In 1964 I received a residency award to design a mosaic mural for the Skowhegan School and spent the summer there, doing a second large fresco painting as well. In l971 I taught fresco painting at the Truro Center for the Arts, and spent a summer teaching fresco at Skowhegan in l975. I began teaching printmaking in 1967 at the School of Visual Arts and the Pratt Institute, and eventually started at the Fashion Institute of Technology in 1972 where I taught full time from 1989 to 2005. I was Chair of the Fine Arts Department from 2003 until my retirement in 2005.

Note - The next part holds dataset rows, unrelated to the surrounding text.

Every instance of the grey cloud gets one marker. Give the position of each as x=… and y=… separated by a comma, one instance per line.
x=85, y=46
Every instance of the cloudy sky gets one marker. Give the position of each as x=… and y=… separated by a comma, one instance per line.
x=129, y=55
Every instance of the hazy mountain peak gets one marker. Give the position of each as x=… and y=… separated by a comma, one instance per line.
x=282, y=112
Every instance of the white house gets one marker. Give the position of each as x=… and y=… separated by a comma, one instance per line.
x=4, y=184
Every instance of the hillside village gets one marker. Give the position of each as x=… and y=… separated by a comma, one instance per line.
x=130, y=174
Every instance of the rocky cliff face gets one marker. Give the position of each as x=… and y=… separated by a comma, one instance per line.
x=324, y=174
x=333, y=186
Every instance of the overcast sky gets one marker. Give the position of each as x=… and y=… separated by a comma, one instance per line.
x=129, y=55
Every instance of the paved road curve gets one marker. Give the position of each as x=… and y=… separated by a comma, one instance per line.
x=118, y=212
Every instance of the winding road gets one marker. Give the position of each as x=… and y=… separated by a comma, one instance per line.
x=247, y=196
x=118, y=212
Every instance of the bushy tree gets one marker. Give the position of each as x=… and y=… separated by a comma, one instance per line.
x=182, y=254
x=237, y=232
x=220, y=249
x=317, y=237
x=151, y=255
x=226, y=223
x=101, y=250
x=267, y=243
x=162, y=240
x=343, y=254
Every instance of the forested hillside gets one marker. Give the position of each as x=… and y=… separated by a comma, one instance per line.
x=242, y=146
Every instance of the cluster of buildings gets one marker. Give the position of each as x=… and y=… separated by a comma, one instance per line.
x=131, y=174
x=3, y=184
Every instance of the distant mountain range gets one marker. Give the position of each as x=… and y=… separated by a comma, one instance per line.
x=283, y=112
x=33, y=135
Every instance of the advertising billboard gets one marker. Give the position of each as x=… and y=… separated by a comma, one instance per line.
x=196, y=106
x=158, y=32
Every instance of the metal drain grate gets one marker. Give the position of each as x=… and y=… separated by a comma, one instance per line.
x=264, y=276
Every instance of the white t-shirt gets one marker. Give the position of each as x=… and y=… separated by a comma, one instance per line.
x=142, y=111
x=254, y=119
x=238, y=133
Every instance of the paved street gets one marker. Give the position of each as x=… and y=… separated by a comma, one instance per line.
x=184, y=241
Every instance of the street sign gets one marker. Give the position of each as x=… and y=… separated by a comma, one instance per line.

In the 1980’s I became interested in computer graphics and received a New York Foundation for the Arts grant for work I did with computers and printmaking. Around that time I also experimented with found object assemblage, projecting computer images onto large sculptures.
Turning back to printmaking and painting, I produced a series of large monotypes in the early 1990’s. The paintings done in the ‘90’s gradually became abstract images related to organic forms, often using restrained color and heavily applied paint. More recent work has shown a greater sense of control, and I’ve worked and shown extensively in watercolor and silverpoint. Many of my paintings have been shown in venues in Westchester over the last several years, including Maxwell Fine Art in Peekskill, the College of New Rochelle where I received the Gallery Director’s Award, The Art Exchange in White Plains, and The Silvermine Guild of Artists where I received the Revington Arthur Award.
Most recently I have worked in fresco on small individual wall paintings. I am experimenting as well with three dimensional aspects of fresco, designing a modular work of fitted shapes and representational sculptural pieces that will have a painted surface. I am currently completing a large painted obelisk, using cement board panels attached to a steel armature.